Home Depot phases-out old-growth forest products in face of eco-pressure

Sustained campaigning by a host of environmental organisations bore fruit recently when Home Depot, the world's largest DIY superstore chain, chose its 20th birthday celebrations to announce its plan to eliminate products made from old-growth forests by 2002.


The organisation that has led a two-year, international campaign against Home Depot’s sale of old growth forest products, Rainforest Action Network, welcomed the news and emphasised its belief that Home Depot’s change of heart was the result of grassroots campaigning.

“RAN has staged high-profile demonstrations at company headquarters, including hanging a giant banner there last October with the words, ‘Home Depot, Stop Selling Old Growth Wood’. RAN has also worked with major institutional shareholders, fought Home Depot expansion plans at local city council meetings, co-ordinated a national ad campaign and organised demonstrations at several hundred Home Depots across the US and Canada, as well as in Chile,” said Michael Brune, RAN’s Old Growth Campaign Director.

Home Depot hopes to complete the elimination of old-growth forest products with the assistance of the Certified Forest Products Council, an organisation that connects buyers and sellers of certified wood.

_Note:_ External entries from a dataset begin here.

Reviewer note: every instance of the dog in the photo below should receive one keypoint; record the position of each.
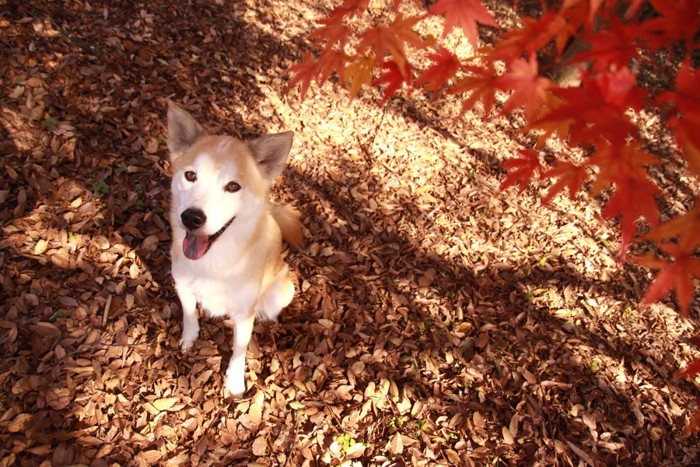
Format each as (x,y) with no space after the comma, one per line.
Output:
(227,237)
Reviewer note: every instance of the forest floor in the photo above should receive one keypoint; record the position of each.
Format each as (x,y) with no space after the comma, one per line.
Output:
(437,321)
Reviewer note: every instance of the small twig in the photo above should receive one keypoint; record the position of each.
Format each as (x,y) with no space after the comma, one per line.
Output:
(108,305)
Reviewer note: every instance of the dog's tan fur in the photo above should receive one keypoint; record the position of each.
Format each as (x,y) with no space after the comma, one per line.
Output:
(233,266)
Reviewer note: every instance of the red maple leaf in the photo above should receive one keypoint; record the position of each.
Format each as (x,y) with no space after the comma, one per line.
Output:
(613,47)
(393,78)
(633,198)
(691,370)
(569,176)
(383,39)
(359,73)
(332,61)
(678,20)
(694,423)
(524,168)
(533,36)
(618,161)
(481,85)
(685,227)
(444,66)
(529,88)
(673,275)
(598,108)
(465,14)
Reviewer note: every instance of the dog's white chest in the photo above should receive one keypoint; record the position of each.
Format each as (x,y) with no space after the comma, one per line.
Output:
(232,295)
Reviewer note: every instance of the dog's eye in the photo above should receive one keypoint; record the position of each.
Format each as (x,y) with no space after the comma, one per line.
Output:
(232,187)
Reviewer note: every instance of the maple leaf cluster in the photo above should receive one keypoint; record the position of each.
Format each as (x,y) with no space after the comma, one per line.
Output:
(596,115)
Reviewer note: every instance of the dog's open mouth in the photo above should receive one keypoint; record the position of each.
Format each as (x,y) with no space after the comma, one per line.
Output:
(195,246)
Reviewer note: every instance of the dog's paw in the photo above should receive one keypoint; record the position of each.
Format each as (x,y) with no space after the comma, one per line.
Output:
(235,384)
(186,344)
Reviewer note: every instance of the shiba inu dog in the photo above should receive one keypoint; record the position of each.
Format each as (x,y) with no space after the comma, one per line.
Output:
(227,237)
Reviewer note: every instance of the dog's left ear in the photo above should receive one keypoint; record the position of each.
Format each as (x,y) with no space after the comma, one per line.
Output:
(271,152)
(183,130)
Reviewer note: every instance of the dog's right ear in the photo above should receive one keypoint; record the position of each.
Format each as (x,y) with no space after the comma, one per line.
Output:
(183,130)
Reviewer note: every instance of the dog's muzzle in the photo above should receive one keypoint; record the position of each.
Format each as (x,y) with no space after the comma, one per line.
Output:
(194,246)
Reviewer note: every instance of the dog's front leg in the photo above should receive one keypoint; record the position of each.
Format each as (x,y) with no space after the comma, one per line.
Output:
(235,375)
(190,325)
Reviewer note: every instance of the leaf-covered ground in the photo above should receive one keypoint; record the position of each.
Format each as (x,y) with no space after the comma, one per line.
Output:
(437,321)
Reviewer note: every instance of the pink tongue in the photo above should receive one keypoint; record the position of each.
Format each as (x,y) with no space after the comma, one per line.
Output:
(194,246)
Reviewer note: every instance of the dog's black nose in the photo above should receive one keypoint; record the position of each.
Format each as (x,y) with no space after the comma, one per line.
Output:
(193,218)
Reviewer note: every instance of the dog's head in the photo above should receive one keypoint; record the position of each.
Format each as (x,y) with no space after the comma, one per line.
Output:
(218,180)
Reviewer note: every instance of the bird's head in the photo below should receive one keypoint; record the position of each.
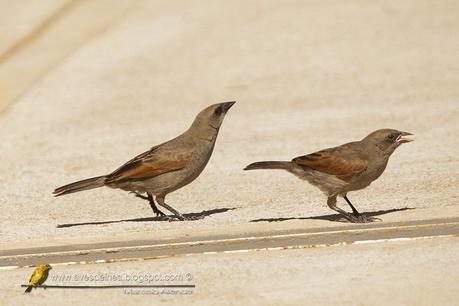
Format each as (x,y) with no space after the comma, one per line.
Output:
(387,140)
(213,115)
(45,267)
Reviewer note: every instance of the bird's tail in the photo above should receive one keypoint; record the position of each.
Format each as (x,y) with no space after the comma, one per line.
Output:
(270,165)
(91,183)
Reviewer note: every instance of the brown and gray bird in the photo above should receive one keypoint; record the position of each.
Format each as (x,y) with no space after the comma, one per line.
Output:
(166,167)
(349,167)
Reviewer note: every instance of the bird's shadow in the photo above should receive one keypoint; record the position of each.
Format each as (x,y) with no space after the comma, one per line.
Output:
(332,217)
(202,214)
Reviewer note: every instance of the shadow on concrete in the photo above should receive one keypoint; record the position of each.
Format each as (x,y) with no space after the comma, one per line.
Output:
(202,214)
(333,217)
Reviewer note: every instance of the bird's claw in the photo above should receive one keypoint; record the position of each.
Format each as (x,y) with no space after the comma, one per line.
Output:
(359,219)
(182,218)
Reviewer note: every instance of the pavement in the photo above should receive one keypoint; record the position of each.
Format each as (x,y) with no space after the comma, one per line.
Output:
(86,85)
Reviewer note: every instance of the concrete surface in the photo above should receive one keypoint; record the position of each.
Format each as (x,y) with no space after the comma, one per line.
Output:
(134,250)
(395,273)
(82,97)
(306,75)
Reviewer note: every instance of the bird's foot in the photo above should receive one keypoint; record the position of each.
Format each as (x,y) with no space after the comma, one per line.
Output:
(158,213)
(138,195)
(359,219)
(182,218)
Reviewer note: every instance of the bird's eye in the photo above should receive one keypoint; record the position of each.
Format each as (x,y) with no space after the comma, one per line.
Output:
(218,111)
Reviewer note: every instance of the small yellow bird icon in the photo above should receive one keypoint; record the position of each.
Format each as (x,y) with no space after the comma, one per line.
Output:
(39,276)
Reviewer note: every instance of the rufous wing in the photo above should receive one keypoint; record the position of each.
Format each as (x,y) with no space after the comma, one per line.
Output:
(148,165)
(331,162)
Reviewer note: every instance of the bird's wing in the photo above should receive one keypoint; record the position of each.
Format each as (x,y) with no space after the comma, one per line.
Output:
(35,277)
(339,161)
(150,164)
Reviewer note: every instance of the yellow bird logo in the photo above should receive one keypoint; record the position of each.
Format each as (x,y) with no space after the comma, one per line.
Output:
(39,276)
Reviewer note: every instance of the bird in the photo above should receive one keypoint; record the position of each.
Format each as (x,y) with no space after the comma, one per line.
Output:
(165,167)
(38,277)
(342,169)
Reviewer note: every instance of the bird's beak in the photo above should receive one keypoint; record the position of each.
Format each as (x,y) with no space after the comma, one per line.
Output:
(225,106)
(403,139)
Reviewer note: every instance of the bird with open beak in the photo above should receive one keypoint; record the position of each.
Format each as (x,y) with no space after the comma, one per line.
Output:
(349,167)
(165,167)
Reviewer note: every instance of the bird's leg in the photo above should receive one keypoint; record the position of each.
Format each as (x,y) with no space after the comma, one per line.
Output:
(138,195)
(150,200)
(361,218)
(354,210)
(331,202)
(177,215)
(154,207)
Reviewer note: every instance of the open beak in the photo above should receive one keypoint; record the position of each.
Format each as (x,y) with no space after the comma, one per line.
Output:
(402,138)
(225,106)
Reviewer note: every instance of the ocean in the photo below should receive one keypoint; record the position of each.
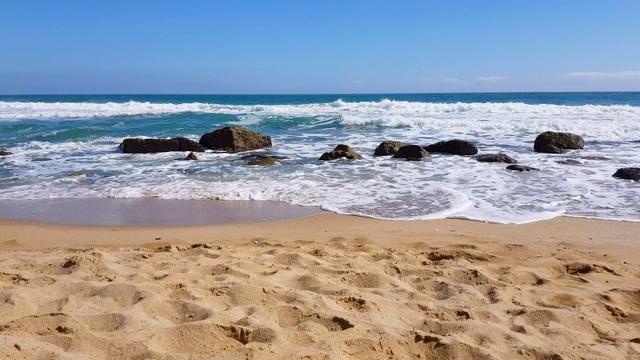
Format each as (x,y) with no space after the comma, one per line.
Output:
(66,147)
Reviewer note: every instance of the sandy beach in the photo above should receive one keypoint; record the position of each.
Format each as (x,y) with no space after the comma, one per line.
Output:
(321,287)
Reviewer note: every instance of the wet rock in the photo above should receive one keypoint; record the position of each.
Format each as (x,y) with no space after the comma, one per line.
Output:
(501,158)
(411,152)
(145,146)
(388,148)
(341,151)
(557,142)
(521,168)
(454,147)
(628,174)
(234,139)
(268,160)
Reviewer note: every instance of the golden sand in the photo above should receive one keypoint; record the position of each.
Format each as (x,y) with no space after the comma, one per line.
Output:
(322,287)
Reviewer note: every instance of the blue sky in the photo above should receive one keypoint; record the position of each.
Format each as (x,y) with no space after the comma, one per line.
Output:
(318,46)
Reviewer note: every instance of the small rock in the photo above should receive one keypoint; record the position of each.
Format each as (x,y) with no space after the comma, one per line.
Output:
(454,147)
(557,142)
(341,151)
(628,174)
(234,139)
(411,152)
(503,158)
(521,168)
(388,148)
(269,160)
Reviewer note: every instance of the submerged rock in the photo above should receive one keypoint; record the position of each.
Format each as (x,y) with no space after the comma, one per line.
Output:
(234,139)
(557,142)
(501,158)
(454,147)
(411,152)
(341,151)
(145,146)
(268,160)
(389,148)
(628,174)
(521,168)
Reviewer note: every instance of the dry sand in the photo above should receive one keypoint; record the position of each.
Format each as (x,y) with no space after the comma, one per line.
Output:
(322,287)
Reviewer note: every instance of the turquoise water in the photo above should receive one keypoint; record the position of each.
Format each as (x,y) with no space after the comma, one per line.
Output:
(67,147)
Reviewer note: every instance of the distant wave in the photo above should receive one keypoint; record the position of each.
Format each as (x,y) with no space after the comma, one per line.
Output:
(70,110)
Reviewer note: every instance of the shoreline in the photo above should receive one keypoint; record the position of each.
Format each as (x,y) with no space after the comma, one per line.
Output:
(321,227)
(324,286)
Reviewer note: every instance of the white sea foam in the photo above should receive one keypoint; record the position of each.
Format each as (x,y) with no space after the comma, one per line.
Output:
(443,186)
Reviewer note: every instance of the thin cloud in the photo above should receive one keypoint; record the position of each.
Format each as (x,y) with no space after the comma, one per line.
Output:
(620,75)
(492,79)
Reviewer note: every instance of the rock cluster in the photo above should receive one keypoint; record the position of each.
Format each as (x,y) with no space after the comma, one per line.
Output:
(557,142)
(235,139)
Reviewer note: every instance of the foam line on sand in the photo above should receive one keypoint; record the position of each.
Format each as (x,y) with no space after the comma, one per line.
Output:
(321,287)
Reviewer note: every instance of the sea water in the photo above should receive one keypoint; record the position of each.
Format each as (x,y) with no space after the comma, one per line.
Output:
(67,147)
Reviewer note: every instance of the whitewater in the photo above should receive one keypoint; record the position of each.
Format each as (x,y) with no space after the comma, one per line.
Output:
(67,147)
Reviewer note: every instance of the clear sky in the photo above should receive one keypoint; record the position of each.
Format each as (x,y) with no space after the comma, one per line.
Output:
(318,46)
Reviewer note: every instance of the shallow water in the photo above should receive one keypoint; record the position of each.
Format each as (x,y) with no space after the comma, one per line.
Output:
(67,147)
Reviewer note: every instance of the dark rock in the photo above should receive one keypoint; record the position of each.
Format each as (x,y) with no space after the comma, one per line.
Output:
(235,139)
(596,158)
(145,146)
(411,152)
(388,148)
(341,151)
(455,147)
(254,157)
(557,142)
(269,160)
(628,174)
(521,168)
(496,158)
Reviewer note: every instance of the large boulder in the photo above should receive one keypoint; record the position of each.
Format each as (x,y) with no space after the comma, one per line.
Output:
(341,151)
(144,146)
(502,158)
(411,152)
(388,148)
(628,174)
(455,147)
(557,142)
(235,139)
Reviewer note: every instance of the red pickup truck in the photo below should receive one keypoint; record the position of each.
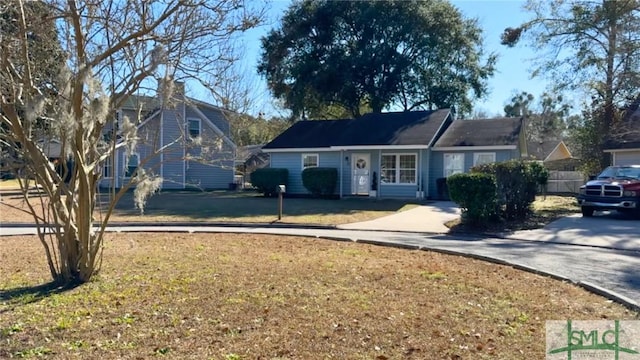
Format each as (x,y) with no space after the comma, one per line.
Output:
(616,188)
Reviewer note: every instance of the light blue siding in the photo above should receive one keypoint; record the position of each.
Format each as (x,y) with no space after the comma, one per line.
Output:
(214,171)
(342,161)
(293,163)
(173,156)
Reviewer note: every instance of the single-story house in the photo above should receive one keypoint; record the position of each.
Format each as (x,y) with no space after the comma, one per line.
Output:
(186,142)
(395,154)
(554,155)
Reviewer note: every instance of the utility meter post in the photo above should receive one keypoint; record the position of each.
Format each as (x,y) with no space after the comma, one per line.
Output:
(281,190)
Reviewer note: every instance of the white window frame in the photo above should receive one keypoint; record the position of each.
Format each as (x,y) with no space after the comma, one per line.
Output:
(476,156)
(126,164)
(317,156)
(107,168)
(189,121)
(398,169)
(445,160)
(118,120)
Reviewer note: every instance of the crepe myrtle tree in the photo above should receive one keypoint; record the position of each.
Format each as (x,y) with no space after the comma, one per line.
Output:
(111,51)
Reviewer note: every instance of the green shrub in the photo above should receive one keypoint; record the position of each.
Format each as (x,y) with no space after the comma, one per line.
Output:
(266,180)
(517,184)
(320,181)
(475,193)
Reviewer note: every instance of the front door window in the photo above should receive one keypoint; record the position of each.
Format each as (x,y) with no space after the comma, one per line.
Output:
(361,174)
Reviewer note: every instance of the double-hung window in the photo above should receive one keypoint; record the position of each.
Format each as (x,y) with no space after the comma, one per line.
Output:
(483,158)
(107,168)
(453,164)
(131,165)
(194,128)
(398,168)
(309,160)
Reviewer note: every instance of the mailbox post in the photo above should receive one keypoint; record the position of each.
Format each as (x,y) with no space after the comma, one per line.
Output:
(281,190)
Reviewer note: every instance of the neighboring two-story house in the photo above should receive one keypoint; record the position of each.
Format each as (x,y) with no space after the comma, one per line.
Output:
(185,141)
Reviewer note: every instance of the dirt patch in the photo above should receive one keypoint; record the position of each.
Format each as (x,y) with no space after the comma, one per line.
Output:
(230,296)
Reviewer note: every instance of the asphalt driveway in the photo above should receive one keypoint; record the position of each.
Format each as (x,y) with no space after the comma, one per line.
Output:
(606,229)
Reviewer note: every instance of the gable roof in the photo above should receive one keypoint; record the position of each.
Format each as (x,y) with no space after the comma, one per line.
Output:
(497,132)
(629,132)
(415,128)
(548,150)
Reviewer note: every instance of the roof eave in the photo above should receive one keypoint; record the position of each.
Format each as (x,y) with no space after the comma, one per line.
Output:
(479,148)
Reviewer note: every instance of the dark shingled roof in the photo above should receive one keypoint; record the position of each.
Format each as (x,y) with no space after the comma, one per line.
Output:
(393,128)
(630,131)
(482,132)
(539,150)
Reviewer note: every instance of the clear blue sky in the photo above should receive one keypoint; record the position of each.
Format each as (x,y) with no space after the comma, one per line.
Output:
(513,67)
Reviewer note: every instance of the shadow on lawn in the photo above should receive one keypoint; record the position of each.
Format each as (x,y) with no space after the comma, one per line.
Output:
(226,204)
(24,295)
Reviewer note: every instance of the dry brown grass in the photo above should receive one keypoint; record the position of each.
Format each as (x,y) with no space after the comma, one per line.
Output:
(223,296)
(224,206)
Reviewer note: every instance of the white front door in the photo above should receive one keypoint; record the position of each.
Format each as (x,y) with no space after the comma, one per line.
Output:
(361,166)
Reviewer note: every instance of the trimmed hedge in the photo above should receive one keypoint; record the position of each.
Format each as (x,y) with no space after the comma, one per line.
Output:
(475,193)
(320,181)
(266,180)
(517,185)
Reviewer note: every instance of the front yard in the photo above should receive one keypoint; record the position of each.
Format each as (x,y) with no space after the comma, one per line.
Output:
(241,296)
(228,206)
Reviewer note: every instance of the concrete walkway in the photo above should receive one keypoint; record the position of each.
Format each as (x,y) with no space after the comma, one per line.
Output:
(429,218)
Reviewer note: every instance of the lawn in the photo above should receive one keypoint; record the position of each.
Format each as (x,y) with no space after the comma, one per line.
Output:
(232,296)
(232,207)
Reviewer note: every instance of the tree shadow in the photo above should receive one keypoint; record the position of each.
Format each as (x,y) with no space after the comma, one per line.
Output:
(25,295)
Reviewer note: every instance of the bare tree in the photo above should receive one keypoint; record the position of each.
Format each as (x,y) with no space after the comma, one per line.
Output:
(113,50)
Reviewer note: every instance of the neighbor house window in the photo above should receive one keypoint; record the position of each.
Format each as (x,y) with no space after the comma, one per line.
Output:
(107,169)
(453,164)
(131,165)
(483,158)
(398,168)
(193,128)
(309,160)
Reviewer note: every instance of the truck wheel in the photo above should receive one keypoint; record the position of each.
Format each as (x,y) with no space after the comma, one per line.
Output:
(587,211)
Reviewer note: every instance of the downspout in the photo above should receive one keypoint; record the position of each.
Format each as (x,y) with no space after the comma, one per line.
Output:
(379,192)
(184,139)
(426,186)
(341,172)
(420,178)
(161,146)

The giant chain’s CEO and president, Arthur Blank, specifically confirmed that the company will phase-out “certain lauan, redwood and cedar products”.

According to RAN, Home Depot currently sells lumber from the ancient temperate redwood rainforests of British Columbia, old growth lauan and ramin from Southeast Asia and bigleaf mahogany from the Amazon. Home Depot is the largest single retailer of lumber in the world, account for less than 10% of global retail sales. Founded in 1978, it has 856 stores in America, Canada, Puerto Rico and Chile.

Upon hearing of Home Depot’s decision, RAN stated that it will monitor the company’s progress and thanked the many environmental groups that had contributed to the campaign. Campaigning against Home Depot has often been a high-profile cause. In May, the Vancouver branch of the Forest Action Network recognised Home Depot for its “anti-environmental excellence” by presenting it with the Golden Stump Award.